Antoni Listowski (29 March 1865, Warsaw – 13 September 1927, Warsaw) was a Polish military officer. After being a major general of the Imperial Russian Army (from 1916 on), he became general in the Polish Armed Forces and took part in the Polish–Soviet War.

General Antoni Listowski won the battle for Pinsk in March 1919 commanding the 9th Infantry Division. The city was taken over in a late-winter blizzard with considerable human losses sustained by his 34th Infantry Regiment who forced the Bolsheviks to retreat to the other side of the river.

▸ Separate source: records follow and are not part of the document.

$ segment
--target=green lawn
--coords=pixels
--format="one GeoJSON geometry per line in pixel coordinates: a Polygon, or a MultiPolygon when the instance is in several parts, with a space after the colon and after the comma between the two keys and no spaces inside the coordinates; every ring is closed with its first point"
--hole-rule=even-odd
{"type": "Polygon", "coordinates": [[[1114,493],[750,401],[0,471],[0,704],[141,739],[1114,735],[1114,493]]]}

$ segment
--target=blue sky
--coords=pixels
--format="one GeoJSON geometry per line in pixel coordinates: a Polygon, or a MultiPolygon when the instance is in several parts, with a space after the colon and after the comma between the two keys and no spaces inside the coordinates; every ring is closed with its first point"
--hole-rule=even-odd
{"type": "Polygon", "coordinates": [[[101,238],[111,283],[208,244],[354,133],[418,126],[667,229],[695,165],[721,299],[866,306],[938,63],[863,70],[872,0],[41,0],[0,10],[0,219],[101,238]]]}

General Antoni Listowski, was a professional officer who had served in the Tsarist army. He had had wide experience on the front and possessed the temperament of an ardent fighter, particularly valuable when directing the kind of manoeuvres necessary in a war conducted on the country's borders. If it was a question of the operational problem of the 9th Division, then replacing Listowski with Sikorski was a very rash move. — Józef Lewandowski

On 5 April 1919, Listowski's troops committed the Pinsk massacre, executing thirty five suspected pro-Bolshevik Jews. While Listowski was not directly responsible for the massacre, which was ordered by Aleksander Narbutt-Łuczyński, he did justify the killings afterwards. In his order to the population of Pinsk of 7 April 1919, two days after the massacre, Listowski claimed that the "town's Jews as a whole were guilty of the crime of blatant ingratitude."